Il frutto, in realtà considerato "falso frutto" poiché deriva in gran parte dall'ingrossamento del ricettacolo (e non dell'ovaio), è di forma più o meno allungata e di color che varia dal marrone al giallo.
Anche il periodo di maturazione è molto variabile tra le cultivars: i Peri più precoci possono maturar i propri frutti già a fine Giugno, mentre i più tardivi li maturano anche a fine ottobre.

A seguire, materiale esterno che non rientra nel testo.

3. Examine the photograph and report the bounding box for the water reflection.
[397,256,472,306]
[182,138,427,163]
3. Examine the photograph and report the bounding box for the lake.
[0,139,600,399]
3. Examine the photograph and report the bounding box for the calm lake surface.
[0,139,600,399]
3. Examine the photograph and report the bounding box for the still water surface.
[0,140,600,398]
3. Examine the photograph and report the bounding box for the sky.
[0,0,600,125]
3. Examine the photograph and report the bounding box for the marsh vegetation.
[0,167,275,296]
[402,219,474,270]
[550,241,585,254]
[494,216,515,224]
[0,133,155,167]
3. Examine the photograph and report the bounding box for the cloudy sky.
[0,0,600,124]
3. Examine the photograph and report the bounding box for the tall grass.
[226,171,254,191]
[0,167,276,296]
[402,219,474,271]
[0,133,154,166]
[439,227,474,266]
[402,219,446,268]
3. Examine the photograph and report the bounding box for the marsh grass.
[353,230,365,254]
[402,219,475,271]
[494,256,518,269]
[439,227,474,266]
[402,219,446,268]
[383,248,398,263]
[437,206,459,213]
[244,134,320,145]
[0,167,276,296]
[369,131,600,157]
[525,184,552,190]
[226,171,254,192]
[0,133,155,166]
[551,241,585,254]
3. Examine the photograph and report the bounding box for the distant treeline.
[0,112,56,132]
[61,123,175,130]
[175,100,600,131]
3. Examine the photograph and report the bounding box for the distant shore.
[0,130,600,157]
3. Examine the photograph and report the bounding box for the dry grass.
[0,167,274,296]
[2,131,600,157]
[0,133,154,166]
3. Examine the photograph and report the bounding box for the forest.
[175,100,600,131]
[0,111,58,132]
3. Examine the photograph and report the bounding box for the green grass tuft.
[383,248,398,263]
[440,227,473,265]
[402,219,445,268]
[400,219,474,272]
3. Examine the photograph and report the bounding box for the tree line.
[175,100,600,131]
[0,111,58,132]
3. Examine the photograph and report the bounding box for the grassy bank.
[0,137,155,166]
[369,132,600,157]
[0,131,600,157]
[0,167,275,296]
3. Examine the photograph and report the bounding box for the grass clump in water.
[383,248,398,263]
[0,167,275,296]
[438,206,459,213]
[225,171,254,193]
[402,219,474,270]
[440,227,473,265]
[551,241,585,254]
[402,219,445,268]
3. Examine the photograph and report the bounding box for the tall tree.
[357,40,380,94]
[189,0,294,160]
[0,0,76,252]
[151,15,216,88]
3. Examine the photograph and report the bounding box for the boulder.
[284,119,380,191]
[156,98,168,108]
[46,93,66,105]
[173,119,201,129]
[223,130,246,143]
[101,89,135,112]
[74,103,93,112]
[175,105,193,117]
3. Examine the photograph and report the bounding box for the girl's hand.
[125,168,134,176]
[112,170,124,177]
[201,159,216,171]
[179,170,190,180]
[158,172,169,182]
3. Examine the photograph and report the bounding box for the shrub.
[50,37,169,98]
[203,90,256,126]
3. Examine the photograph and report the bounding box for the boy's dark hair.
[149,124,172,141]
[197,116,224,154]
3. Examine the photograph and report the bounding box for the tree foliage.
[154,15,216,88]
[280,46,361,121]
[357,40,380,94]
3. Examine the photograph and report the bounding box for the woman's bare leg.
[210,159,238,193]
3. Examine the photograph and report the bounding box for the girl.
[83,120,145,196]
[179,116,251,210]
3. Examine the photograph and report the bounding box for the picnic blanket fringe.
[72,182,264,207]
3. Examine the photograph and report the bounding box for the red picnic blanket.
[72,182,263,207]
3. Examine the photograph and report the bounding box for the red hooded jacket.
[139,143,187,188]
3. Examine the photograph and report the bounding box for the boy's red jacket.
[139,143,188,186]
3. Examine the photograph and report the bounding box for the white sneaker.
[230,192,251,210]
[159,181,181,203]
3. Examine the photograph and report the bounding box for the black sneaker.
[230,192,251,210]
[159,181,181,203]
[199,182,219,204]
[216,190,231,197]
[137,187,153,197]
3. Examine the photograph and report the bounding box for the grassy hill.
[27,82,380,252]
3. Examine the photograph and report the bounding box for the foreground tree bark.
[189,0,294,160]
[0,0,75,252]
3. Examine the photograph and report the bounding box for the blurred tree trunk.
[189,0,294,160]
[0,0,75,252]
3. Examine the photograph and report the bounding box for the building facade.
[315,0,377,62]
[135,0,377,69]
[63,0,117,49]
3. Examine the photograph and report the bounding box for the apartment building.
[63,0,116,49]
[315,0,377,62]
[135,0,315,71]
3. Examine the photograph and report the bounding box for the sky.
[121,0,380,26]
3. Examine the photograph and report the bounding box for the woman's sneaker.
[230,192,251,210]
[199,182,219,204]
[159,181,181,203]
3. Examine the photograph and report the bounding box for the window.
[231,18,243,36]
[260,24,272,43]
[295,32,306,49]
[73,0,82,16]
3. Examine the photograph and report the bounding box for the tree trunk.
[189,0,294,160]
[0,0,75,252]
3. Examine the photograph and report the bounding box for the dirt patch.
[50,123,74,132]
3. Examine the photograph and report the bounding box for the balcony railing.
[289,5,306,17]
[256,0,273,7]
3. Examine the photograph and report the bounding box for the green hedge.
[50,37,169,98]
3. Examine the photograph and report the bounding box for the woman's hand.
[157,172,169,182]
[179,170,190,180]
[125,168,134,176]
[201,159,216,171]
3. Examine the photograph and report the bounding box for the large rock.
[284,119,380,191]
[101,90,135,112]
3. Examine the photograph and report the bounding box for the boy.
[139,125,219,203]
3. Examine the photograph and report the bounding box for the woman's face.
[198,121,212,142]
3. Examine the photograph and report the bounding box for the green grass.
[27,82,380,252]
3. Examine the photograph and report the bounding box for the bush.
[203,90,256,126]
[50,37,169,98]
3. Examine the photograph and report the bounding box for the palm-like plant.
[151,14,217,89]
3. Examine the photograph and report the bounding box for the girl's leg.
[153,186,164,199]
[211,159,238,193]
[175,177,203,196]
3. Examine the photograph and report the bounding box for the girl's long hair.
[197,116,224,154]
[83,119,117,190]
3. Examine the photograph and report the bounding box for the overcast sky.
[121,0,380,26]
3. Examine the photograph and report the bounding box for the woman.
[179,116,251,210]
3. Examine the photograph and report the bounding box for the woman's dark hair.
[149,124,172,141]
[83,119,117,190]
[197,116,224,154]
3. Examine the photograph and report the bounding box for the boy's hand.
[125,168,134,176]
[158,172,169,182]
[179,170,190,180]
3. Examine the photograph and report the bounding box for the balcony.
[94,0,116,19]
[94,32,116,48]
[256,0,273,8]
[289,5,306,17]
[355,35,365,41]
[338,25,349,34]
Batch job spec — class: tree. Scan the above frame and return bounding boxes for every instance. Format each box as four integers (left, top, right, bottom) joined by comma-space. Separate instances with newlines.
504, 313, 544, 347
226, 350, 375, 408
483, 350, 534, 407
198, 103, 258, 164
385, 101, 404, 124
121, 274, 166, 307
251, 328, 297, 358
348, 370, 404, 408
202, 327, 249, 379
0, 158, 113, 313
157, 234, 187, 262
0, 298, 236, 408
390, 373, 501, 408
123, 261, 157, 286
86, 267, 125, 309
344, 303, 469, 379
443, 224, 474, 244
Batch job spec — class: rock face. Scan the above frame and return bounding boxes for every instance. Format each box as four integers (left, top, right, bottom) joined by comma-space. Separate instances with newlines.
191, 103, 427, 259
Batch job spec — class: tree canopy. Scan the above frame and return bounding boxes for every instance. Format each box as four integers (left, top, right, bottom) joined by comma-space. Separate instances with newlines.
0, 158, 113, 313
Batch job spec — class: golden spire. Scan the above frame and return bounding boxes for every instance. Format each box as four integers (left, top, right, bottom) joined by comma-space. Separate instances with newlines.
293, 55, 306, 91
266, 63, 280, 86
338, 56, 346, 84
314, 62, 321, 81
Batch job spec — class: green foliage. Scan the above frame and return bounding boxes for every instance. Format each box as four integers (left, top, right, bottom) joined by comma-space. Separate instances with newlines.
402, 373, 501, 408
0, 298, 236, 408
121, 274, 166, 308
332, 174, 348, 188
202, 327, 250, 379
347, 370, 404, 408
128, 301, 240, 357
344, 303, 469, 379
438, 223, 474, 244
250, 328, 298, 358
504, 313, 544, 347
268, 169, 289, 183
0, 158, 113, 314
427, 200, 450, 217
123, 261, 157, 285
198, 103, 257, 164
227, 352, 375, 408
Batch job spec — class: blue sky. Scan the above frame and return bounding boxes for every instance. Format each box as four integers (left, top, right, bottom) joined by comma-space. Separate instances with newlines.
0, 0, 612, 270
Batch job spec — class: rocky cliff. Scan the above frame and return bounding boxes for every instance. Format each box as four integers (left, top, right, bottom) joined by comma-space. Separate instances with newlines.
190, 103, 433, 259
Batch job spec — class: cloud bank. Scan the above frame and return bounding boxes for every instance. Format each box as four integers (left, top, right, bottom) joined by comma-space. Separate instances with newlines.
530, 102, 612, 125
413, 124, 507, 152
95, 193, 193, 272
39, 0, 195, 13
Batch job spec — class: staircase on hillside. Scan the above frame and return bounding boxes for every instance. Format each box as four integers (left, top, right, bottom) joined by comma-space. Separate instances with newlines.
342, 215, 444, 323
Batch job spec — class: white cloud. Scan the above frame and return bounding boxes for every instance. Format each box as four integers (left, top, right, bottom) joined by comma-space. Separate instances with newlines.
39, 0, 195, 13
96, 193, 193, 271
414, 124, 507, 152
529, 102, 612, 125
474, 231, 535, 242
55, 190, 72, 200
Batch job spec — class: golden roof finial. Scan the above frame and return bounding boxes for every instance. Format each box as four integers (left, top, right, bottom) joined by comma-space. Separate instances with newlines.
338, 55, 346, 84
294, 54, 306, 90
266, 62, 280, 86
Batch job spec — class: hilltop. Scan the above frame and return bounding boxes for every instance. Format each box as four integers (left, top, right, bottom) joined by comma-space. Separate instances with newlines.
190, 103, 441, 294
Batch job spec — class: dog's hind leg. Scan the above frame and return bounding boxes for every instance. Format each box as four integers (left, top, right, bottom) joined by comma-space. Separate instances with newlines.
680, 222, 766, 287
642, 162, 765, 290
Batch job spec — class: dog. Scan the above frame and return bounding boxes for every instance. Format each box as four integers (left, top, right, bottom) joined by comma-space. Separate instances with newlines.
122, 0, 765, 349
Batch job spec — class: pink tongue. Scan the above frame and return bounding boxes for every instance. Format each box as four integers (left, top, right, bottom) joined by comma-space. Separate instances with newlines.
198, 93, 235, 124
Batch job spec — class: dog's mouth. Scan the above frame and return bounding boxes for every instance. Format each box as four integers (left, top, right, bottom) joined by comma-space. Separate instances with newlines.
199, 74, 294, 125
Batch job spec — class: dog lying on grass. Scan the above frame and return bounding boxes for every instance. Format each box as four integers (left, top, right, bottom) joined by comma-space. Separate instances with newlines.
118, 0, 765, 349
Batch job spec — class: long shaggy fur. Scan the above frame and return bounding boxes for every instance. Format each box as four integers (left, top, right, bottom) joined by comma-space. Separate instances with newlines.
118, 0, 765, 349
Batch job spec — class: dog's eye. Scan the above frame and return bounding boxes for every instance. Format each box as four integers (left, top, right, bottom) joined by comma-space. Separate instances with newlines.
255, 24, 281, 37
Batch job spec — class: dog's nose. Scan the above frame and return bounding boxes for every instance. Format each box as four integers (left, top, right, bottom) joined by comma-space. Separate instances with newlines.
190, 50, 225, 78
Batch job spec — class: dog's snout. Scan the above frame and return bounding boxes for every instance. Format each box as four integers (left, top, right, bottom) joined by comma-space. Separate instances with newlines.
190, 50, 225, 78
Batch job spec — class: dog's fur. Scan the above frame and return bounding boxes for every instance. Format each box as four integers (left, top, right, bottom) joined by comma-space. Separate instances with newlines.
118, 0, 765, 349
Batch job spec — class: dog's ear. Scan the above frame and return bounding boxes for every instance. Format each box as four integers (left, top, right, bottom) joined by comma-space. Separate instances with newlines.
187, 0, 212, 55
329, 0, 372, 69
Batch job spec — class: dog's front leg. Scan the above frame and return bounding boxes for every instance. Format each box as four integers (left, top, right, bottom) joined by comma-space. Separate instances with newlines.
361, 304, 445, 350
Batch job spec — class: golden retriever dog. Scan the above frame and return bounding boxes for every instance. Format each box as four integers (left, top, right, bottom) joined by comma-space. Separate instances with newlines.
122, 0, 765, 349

Alcune Pere sono indicate al consumo fresco, altre più idonee alla preparazione di confetture; alcune (solitamente le "Pere Estive") hanno breve conservabilità, altre (di solito le "Pere Autunnali") si conservano per mesi e possono esser consumate per tutto l'inverno.

L'apparato radicale del Pero si sviluppa ad una profondità media tra 60 ed 80 cm (24-31 inch) e si estende su una superficie superiore a quella della chioma.
Tuttavia è raro che Peri selezionati, vengano innestati su franco (ovvero che usino come portainnesto un altro Pero), poiché ciò causa una lenta messa a frutto ed una ridotta pezzatura dei frutti.

Il Pero può vivere sino ad un'età di 50-60 anni, talvolta esemplari isolati cresciuti in collina/bassa montagna possono raggiungere i 100 anni; questo limite non è però mai raggiunto negli impianti commerciali, poiché dopo 20-25 anni la produzione cala ed i "vecchi" peri sono più difficili da gestire.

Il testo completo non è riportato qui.